Je n'ai plus accès aux hauteurs de cette étagère où mes succès d'antan sont étalés. Une femme de ménage vient une fois par semaine tout nettoyer, passer le chiffon sur ces vieux trophées poussiéreux.
Je n'ai plus la possibilité d'espérer en gagner de nouveaux, mon corps étant coincé dans ce fauteuil roulant depuis ce fichu accident. Je me remémore souvent cet instant, celui où je me trouve presque au niveau des nuages, debout, fier, sur mes deux skis de compétition. N'entendant aucunement les cris d'encouragement de la foule qui m'attend bien plus bas, pris dans un tourbillon d'adrénaline lorsque je dévale la pente, que je glisse encore et encore prenant cette vitesse de plein fouet qui fait tant battre mon coeur.

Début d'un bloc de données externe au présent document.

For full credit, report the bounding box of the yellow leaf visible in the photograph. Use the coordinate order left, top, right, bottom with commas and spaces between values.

Mon esprit, empli de sensations fortes, de pensées victorieuses et je dévale la piste à toute allure jusqu'au rebord de cette route, me permettant de m’envoler dans ce ciel bleu infini de janvier 1983.
La sensation vertigineuse d’une chute plutôt lente et rapide à la fois, l’air qui s’engouffre jusqu’au dernier centimètre de mon épiderme, contractant tous les muscles de mon corps athlétique.
Les cris de ces inconnus m’acclamant comme le Messi avaient le don de raviver en moi une flamme, une flamme maintenant éteinte depuis bien longtemps.
J'étais prêt, j’en avais l’habitude, je connaissais tous les mouvements, comment bien retomber, la puissance de la gravité, le choc mais je n’avais pas prévu une seule petite donnée… Celle de m’évanouir à l’instant où mes pieds toucheraient cette neige blanche tant appréciée.
Un réveil brutal dans un lit d’hôpital. Un médecin sans empathie annonçant la grande nouvelle, tant redoutée.
- Monsieur Clart, votre moelle épinière a été touchée lors de votre accident en ski. Nous avons fait de notre mieux, mais j’ai le regret de vous apprendre que vous serez désormais dans l’incapacité de marcher.
Ce n’était plus une peine, c’était une mise à mort. Je ne pourrais vous dire mon ressenti à l’entente de ces mots. Peut-être était-ce de la colère, de la pitié, du regret, de la haine, de la peur, de l’incompréhension et de l’anxiété, ou même tout cela à la fois. Je ne sais plus.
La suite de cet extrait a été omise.